Taşınmaz yükü genellikle üzerinde yük bulunan gayrimenkulün ortadan kalkması ile sona erebilir. Örneğin; yük hakkı kullanılan gayrimenkul bir tarım arazisi ise imara açılarak üzerinde apartman inşa edildiğinde artık her yıl tarım arazisinden ürün paylaşılması yükümlülüğü olmadığı için hak sona erecektir. Haktan yararlanan kişinin vefatı gibi bir durum ile sözleşme tarafı olmaktan çıkması da hakkın ortadan kalkmasına neden olurken, yük sona erdiğinde de taşınmaz sahibi hak sahibinden yükün terkini talep edebilir.
Farklı bir yöntem de eğer gayrimenkulün sermaye değeri yük hakkı sahibi olan kişiye ödenirse, yükten kurtarma yapıldığı için taşınmaz yükü ortadan kaldırılır. Bu noktada ödeme yükün değeri çerçevesinde tapu sicilinde kaydedilmiş miktar ile sağlanır. Fakat burada hak sahibi aldığı ücretin gerçek değerden düşük olduğunu ispat edebilmektedir. Benzer şekilde alacaklı da taşınmaz sahibinden yükten kurtulma talebinde bulunabilir ve bazı şartlarda bir nevi değer alarak yükün ortadan kalkmasını sağlayabilir.
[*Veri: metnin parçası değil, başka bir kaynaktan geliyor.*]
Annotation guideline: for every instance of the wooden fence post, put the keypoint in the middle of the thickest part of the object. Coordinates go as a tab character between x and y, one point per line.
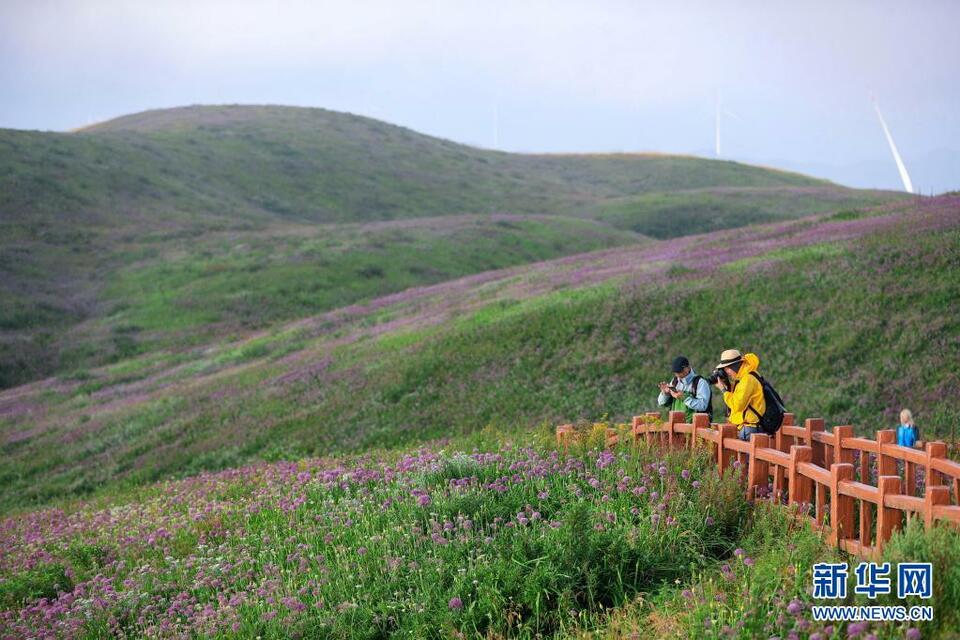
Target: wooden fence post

Bazı durumlarda taşınmaz yükü hakkı elde eden hak sahibi bu hakkı kötüye kullanım yolunu tercih ederse, sözleşme çerçevesinde anlaşma otomatik bir şekilde sona erebilir. Direkt olarak hak ortadan kalkmasa da hukuki yola başvurularak hakkın sona erdirilmesi talebi taşınmaz sahibi tarafından gerçekleştirilebilir. Ancak genellikle taraflar aralarında yaptıkları anlaşma ile yükün kaldırılmasını sağlayabildiği gibi yükün geçerliliği kalmadığında da anlaşmanın fesih edilmesi fırsatı doğabilir.

Sıkça Sorulan Sorular
Taşınmaz yükü ile ipotek farkı nedir?
İpotek borcun güvence altına alınması için taşınmaza bir şerh konması anlamına gelirken, taşınmaz yükü gayrimenkul sahibinin bir sorumluluk altında kalması için oluşturulur.
Taşınmaz yükü devri yapılabilir mi?
Mülkler üzerinde bulunan yükler belirli şartlar ile birlikte devredilebilir. Taşınmaz yükü benzer bir şekilde mülk üzerinde bulunduğu sürece servivüt yolu ile tapu sicilinde kayıtlı olduğu için devralan yeni gayrimenkul sahibine de geçer.